As local investors become more familiar with this asset class, they will be better positioned to identify investment opportunities that align with their own objectives and risk appetite. By actively participating in VC funding rounds, local investors can contribute to the development of a robust start-up ecosystem and fuel the growth of innovative ventures across various sectors. This also opens up the possibility of African VC syndicates working alongside Western investors, bringing much-needed local expertise to the partnerships.
Learn from experiences
Investors also need to learn from the past mistakes of failed VC-funded start-ups in Africa. With this knowledge, they can build a more robust system based on experiences, networks, familiarity and trust.

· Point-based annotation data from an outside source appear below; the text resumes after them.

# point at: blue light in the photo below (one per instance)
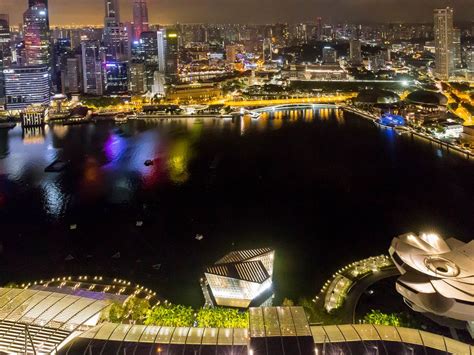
(392, 120)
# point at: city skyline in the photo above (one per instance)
(265, 11)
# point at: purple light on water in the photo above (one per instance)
(114, 147)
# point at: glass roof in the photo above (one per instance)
(369, 332)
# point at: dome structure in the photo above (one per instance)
(428, 98)
(376, 96)
(437, 274)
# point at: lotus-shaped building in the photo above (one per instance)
(437, 274)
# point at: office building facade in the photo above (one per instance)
(443, 32)
(25, 86)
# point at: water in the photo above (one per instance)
(322, 187)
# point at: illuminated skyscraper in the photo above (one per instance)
(92, 77)
(355, 51)
(160, 37)
(112, 12)
(457, 49)
(36, 35)
(32, 3)
(172, 55)
(443, 32)
(115, 34)
(329, 55)
(25, 86)
(140, 18)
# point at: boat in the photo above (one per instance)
(7, 125)
(57, 166)
(226, 117)
(402, 129)
(121, 118)
(254, 115)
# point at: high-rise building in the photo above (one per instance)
(443, 33)
(112, 13)
(115, 36)
(231, 52)
(457, 49)
(92, 77)
(470, 60)
(267, 49)
(319, 29)
(137, 78)
(5, 42)
(150, 56)
(172, 55)
(5, 36)
(36, 35)
(25, 86)
(355, 55)
(161, 45)
(116, 43)
(329, 55)
(44, 3)
(73, 76)
(140, 18)
(116, 77)
(61, 51)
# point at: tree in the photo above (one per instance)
(222, 318)
(135, 309)
(115, 314)
(379, 318)
(170, 316)
(288, 303)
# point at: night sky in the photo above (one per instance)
(250, 11)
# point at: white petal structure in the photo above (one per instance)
(437, 274)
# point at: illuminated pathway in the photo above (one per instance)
(330, 99)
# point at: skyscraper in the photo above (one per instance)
(457, 49)
(92, 77)
(329, 55)
(25, 86)
(355, 51)
(140, 18)
(36, 35)
(112, 12)
(160, 41)
(172, 55)
(115, 35)
(32, 3)
(443, 33)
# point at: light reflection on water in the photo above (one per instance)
(297, 180)
(109, 159)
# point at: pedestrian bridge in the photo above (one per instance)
(287, 107)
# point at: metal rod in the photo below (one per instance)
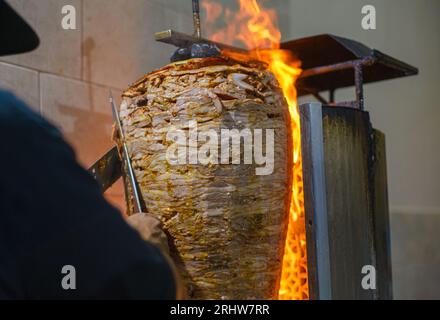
(196, 18)
(336, 67)
(126, 156)
(320, 98)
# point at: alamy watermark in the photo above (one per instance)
(213, 147)
(369, 19)
(369, 279)
(68, 282)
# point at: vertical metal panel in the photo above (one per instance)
(315, 202)
(381, 218)
(347, 146)
(345, 194)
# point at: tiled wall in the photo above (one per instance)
(68, 77)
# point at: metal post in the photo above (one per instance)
(359, 81)
(196, 18)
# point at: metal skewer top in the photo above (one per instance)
(196, 18)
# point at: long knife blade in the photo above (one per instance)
(126, 156)
(108, 169)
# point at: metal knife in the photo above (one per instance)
(108, 169)
(126, 158)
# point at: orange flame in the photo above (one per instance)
(255, 27)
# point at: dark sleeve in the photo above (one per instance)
(53, 215)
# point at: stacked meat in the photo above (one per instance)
(226, 223)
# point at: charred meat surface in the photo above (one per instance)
(226, 223)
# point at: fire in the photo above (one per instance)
(255, 27)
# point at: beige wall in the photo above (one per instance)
(67, 79)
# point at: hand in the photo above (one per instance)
(149, 227)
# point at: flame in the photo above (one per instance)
(255, 27)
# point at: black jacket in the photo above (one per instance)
(52, 214)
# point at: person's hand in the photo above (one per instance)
(149, 227)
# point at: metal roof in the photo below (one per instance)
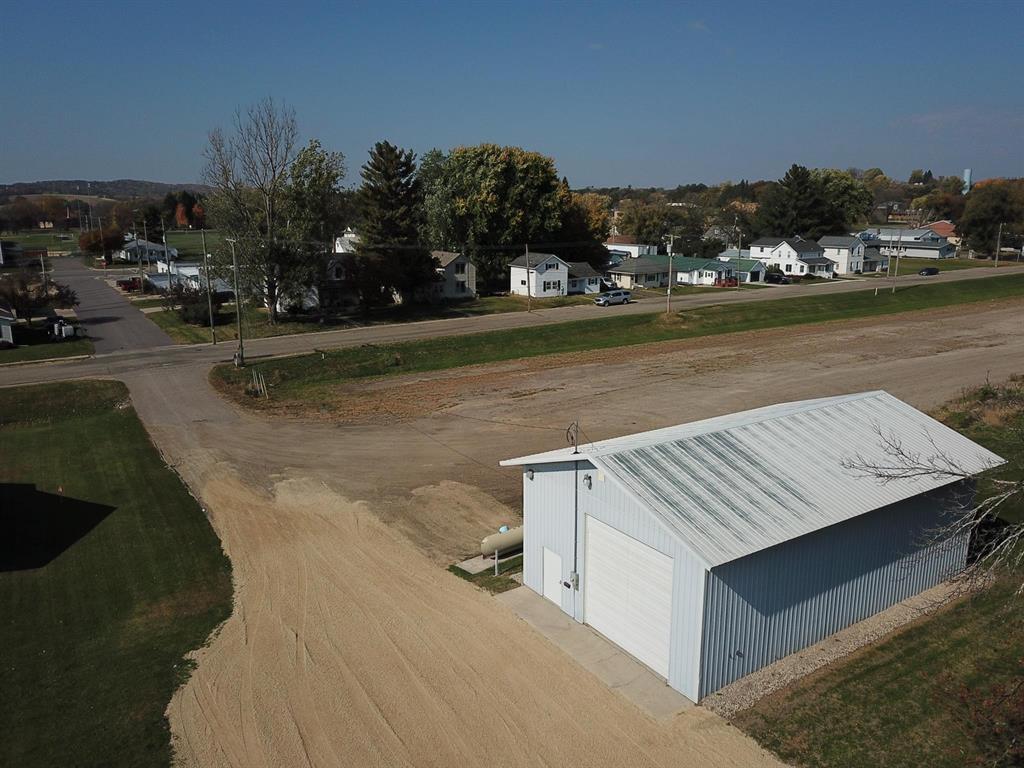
(839, 241)
(535, 259)
(736, 484)
(444, 257)
(582, 269)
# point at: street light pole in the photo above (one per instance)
(668, 293)
(529, 280)
(240, 355)
(209, 294)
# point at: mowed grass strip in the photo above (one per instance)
(897, 702)
(110, 573)
(34, 344)
(302, 378)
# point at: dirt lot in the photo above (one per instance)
(349, 644)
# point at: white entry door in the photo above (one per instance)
(628, 594)
(553, 577)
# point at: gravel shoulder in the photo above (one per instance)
(350, 644)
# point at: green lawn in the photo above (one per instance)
(34, 344)
(110, 573)
(901, 702)
(189, 243)
(254, 326)
(510, 303)
(51, 240)
(912, 266)
(308, 379)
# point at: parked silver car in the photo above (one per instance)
(613, 297)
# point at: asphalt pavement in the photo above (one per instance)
(112, 322)
(144, 346)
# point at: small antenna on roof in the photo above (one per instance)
(572, 436)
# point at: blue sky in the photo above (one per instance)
(617, 93)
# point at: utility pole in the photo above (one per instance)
(529, 280)
(899, 245)
(739, 256)
(141, 273)
(164, 230)
(668, 292)
(145, 239)
(209, 294)
(102, 243)
(240, 354)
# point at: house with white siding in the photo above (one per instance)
(584, 279)
(137, 249)
(747, 269)
(846, 251)
(642, 272)
(711, 549)
(911, 244)
(794, 256)
(456, 278)
(7, 320)
(539, 274)
(624, 244)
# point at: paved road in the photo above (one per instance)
(134, 355)
(114, 325)
(349, 643)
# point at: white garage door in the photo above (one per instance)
(628, 594)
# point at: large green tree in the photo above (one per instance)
(390, 253)
(647, 223)
(798, 205)
(492, 201)
(249, 172)
(988, 205)
(850, 196)
(585, 225)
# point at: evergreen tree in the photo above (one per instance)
(390, 254)
(798, 205)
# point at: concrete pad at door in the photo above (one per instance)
(607, 662)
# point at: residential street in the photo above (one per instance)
(129, 357)
(113, 324)
(350, 643)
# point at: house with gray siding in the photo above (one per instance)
(712, 549)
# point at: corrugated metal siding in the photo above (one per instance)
(772, 603)
(735, 484)
(606, 502)
(548, 505)
(737, 489)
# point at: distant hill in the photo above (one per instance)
(121, 188)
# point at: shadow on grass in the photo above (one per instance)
(36, 526)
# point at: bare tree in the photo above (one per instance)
(997, 545)
(249, 172)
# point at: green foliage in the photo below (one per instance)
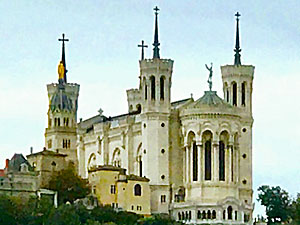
(69, 185)
(277, 203)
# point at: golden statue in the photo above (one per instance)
(61, 71)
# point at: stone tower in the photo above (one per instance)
(60, 135)
(237, 86)
(155, 87)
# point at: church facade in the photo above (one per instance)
(196, 154)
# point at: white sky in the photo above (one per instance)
(102, 56)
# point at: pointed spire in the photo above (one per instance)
(63, 58)
(156, 43)
(237, 56)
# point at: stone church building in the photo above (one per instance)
(195, 154)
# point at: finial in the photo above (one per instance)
(209, 81)
(156, 43)
(237, 56)
(143, 46)
(63, 58)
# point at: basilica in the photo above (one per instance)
(191, 158)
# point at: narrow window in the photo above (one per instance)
(113, 189)
(229, 211)
(152, 79)
(137, 190)
(162, 198)
(221, 161)
(234, 94)
(195, 162)
(140, 166)
(243, 94)
(207, 160)
(162, 88)
(208, 214)
(214, 215)
(146, 90)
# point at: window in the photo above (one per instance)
(207, 160)
(49, 144)
(221, 161)
(234, 94)
(152, 80)
(113, 189)
(163, 198)
(243, 94)
(229, 211)
(162, 86)
(195, 162)
(137, 190)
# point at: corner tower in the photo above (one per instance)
(237, 79)
(237, 87)
(60, 135)
(155, 89)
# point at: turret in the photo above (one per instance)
(238, 78)
(60, 135)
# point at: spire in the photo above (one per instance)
(237, 56)
(63, 58)
(156, 43)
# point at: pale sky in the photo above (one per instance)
(102, 56)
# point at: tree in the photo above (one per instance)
(295, 210)
(69, 185)
(277, 203)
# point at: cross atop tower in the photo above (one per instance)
(156, 43)
(142, 46)
(63, 58)
(237, 56)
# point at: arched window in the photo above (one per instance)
(162, 88)
(195, 162)
(203, 215)
(244, 94)
(214, 214)
(229, 211)
(221, 161)
(234, 94)
(208, 214)
(199, 214)
(137, 190)
(146, 91)
(152, 79)
(208, 160)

To further support growth in this sector, individual governments in Africa could look to follow the model of the Public Investment Fund in Saudi Arabia and develop their own sovereign wealth funds with opportunities for VC carve-outs to invest in local start-ups and SMEs.
These funds can provide substantial financial resources and strategic support to emerging start-ups, fostering innovation and economic growth across the continent. They can help bridge the funding gap many African start-ups currently face, thereby accelerating their development and scaling capabilities.
Offering such start-ups VC funding at an early stage can help improve their trajectory of success. This doesn’t just help the start-up – it also enables local investors to develop their knowledge of VC investing, underlines the value of local expertise, and strengthens all-important network ties between local and international investors.